MPL for libraries
An article by someone like me: we’ve looked into licensing and probably a bit more so than most, but ar far from experts. He stumbled over the reason why you might be interested in the Mozilla Public License, or MPL. It’s like the LGPL, but allows for static linking. Relevant for Go, where that’s the only way to link. Also relevant for academic code, why I personally believe should be GPL as much as possible (we all want to see what anyone did to the code after all), but linking with proprietary code sometimes makes that hard or impossible [1]. Wikipedia clarifies that this makes the MPL a weak copyleft license, and that this such licenses popular amongst libraries.
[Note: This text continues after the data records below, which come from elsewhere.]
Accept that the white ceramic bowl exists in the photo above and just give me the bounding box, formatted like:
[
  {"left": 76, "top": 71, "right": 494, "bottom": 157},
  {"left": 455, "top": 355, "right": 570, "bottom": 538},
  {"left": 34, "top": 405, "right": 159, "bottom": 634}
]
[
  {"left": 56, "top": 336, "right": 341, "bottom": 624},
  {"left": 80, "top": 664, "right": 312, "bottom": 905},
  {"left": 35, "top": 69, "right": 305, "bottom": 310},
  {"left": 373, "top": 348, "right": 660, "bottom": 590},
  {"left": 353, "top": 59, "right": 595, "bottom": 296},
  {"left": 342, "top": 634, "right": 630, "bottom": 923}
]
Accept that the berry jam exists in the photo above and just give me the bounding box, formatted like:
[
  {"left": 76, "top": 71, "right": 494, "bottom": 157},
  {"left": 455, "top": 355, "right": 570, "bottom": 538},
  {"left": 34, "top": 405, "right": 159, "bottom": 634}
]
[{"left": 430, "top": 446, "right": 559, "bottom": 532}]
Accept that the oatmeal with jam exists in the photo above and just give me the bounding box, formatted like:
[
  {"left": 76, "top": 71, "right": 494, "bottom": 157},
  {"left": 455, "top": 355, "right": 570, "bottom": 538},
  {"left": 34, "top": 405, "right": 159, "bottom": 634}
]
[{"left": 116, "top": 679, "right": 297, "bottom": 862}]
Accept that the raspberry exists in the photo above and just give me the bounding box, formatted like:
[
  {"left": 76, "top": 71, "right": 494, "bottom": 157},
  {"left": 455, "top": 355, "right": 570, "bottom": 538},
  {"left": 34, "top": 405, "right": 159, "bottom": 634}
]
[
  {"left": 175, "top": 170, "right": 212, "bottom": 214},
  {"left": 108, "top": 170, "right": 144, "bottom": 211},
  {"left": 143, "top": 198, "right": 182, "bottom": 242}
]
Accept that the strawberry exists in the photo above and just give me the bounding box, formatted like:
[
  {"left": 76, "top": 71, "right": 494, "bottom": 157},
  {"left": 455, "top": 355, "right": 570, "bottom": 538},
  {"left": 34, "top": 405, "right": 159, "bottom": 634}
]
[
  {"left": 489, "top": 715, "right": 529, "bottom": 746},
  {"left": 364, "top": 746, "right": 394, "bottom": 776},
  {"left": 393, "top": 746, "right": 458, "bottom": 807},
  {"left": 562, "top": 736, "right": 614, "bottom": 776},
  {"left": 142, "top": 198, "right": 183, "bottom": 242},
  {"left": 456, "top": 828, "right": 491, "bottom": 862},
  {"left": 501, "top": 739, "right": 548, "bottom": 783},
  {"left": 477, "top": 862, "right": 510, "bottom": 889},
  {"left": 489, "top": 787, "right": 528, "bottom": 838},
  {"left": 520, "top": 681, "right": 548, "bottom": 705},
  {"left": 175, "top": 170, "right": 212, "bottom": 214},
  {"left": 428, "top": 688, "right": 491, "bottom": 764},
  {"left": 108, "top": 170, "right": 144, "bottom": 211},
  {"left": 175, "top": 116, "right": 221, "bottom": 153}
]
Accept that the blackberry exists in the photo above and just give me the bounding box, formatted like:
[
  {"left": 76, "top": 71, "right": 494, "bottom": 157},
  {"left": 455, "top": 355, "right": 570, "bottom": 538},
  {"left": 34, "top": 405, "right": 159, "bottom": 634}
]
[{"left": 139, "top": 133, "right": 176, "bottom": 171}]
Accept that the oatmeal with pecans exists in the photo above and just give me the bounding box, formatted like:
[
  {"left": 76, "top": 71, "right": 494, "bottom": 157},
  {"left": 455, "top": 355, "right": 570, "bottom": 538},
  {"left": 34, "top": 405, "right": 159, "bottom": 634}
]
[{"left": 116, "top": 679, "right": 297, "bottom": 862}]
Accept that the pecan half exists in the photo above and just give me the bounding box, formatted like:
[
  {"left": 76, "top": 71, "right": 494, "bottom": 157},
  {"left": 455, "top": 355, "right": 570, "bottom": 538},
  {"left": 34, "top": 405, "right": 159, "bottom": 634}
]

It definitely sounds better to me than ‘I give up’ licenses like BSD, MIT, Apache, one of which unfortunately covers Arbor as well. I’ve stuck to GPL for most of my personal projects, because I like the idea that I might get code back, and these are often Python project so don’t run into the whole linking issue. But, IANAL, so maybe they would? Use of my stuff seems to be quite limited, apart from maybe par2deep
(33 stars now!).
[1] There’s much ado about this, since (most of) Qt is LGPL licensed, and this leads to much confusion. A Hackernews comment clarified that static and dynamic linking are actually both allowed by the LGPL, and that all you need to do, if you distribute compiled Qt libraries with your application, is compile your commercial bit into a .o
and link it up with the rest. I’m guessing that, since this is not possible (is it?) in Go, this is not a solution.